What "good" looks like
The bar is resolved-issue rate on SWE-bench Verified, the 500-problem human-validated subset that OpenAI shipped in August 2024 to address noise and contamination concerns in the original SWE-bench[1]. A resolved issue is one where the model edits the right files and the hidden test patch passes against the model's diff. There is no partial credit. Anthropic's Claude 3.5 Sonnet report puts a minimal Bash+Edit agent at 49% on Verified, and the writeup is explicit that performance "varies significantly based on this scaffolding" around the model[2]. That single sentence is the reason this metric is hard to interpret in the wild: a 5% delta between two models can flip if you change the scaffold.
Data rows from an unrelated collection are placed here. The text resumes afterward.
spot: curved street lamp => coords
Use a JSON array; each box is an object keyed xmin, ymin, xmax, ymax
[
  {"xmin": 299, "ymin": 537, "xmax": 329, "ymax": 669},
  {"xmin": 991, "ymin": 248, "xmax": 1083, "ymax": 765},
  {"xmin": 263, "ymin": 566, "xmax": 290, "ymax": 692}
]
Treat the metric as a property of the agent, not the model. Report the scaffold alongside the score: which tools the model has, what the system prompt says, whether the agent gets one shot or multiple turns with test feedback. Most public leaderboard numbers are not directly comparable because the scaffolds differ.
Secondary metrics
Token cost per problem. SWE-bench Verified scores climb with longer trajectories; the ratio of tokens to resolved issues is the production signal. Trajectory length in turns. A 40-turn solution to a 5-turn problem hides a fragility you will see in real PRs. Regression rate, defined as a patch that fixes the target test but breaks a previously passing test elsewhere in the suite[3]. Sampled patch quality from human review on 5 to 10% of resolved issues; a passing patch can still be wrong-shaped, monkey-patched, or undo a prior fix.
Offline eval design
Run SWE-bench Verified end to end, then add SWE-Lancer Diamond from the OpenAI preparedness repo for higher-difficulty freelance-style tasks where the original benchmark saturates[4]. Both should be sealed: no patches leak into the training pipeline. On top of those two, build a "golden 50" from your team's recently merged PRs: capture the pre-merge state, the failing test, and the merge SHA so the harness can replay deterministically. The replay set is what makes the eval product-specific instead of leaderboard-shaped.
Score with the official SWE-bench harness for parity. Capture the trajectory for every attempt, not just pass/fail, so failures are debuggable later. Pin the model and the scaffold version; both contribute to the score and both move independently.
Online eval design
Log every patch attempt with a fixed schema: diff, files touched, tests added or modified, retry count, latency, tokens. Human-review 5 to 10% of accepted patches each week. Alert on three patterns. A regression spike, defined as week-over-week increase in patches that pass the target test but fail any previously passing test. The "passes tests but reverts a previous fix" pattern, detectable by git-blame analysis of removed lines. Cost-per-resolved-issue drift greater than 20% week over week, which usually indicates either an agent regression or a distribution shift in incoming issues.
A trajectory viewer beats a metrics dashboard. When the resolved rate drops, the on-call's first action should be replaying ten recent failures with full bash and edit history visible, not staring at a Grafana panel.
Top benchmarks
The official SWE-bench harness is the only way to get comparable Verified numbers. OpenHands and Aider are the two most common open-source agent scaffolds; both are worth comparing on your golden 50 because their tool surfaces differ. Inspect AI from UK AISI provides a research-grade harness with strong sandbox primitives and is the cleanest path for adding new evaluators alongside the standard ones. Braintrust or Langfuse handle trajectory logging in production, including per-step token accounting that the official harness does not capture.
Common pitfalls
Reporting headline SWE-bench instead of Verified. The original set is contaminated and noisy; numbers there mean less every release. Treating "tests pass" as ground truth. Hidden tests can be trivial; patches can monkey-patch tests or revert unrelated assertions. Sample for human review. Ignoring agent scaffolding when comparing models. The Sonnet writeup makes the point plainly: the same model, different scaffold, swings the score meaningfully[2]. Skipping the regression check. A patch that resolves the issue but breaks another test is a production incident, not a win.
Canonical reading
Anthropic's SWE-bench Sonnet report is the most useful single reading because it makes the scaffolding point explicit and shows a minimal Bash+Edit agent reaching competitive numbers without elaborate planning[2]. Read it alongside the original Jimenez et al. paper for the benchmark design[3] and the SWE-bench Verified site notes for what changed in the 500-problem subset[5].
Day-1 starter
- Pick 10 recently merged PRs from your repo. For each, save the pre-merge SHA, the failing test, and the human-authored diff as gold. Replay them as SWE-bench-style tasks via the official harness.
- Wire pass/fail to your CI on a small smoke subset (3 to 5 problems) per PR; run the full set nightly. Hamel's field guide framing applies directly: remove friction from looking at failed trajectories[6].
- Stand up a trajectory viewer. At minimum, the bash log and the unified diff for every attempt should be one click from the score. The viewer is the eval; the score is the headline.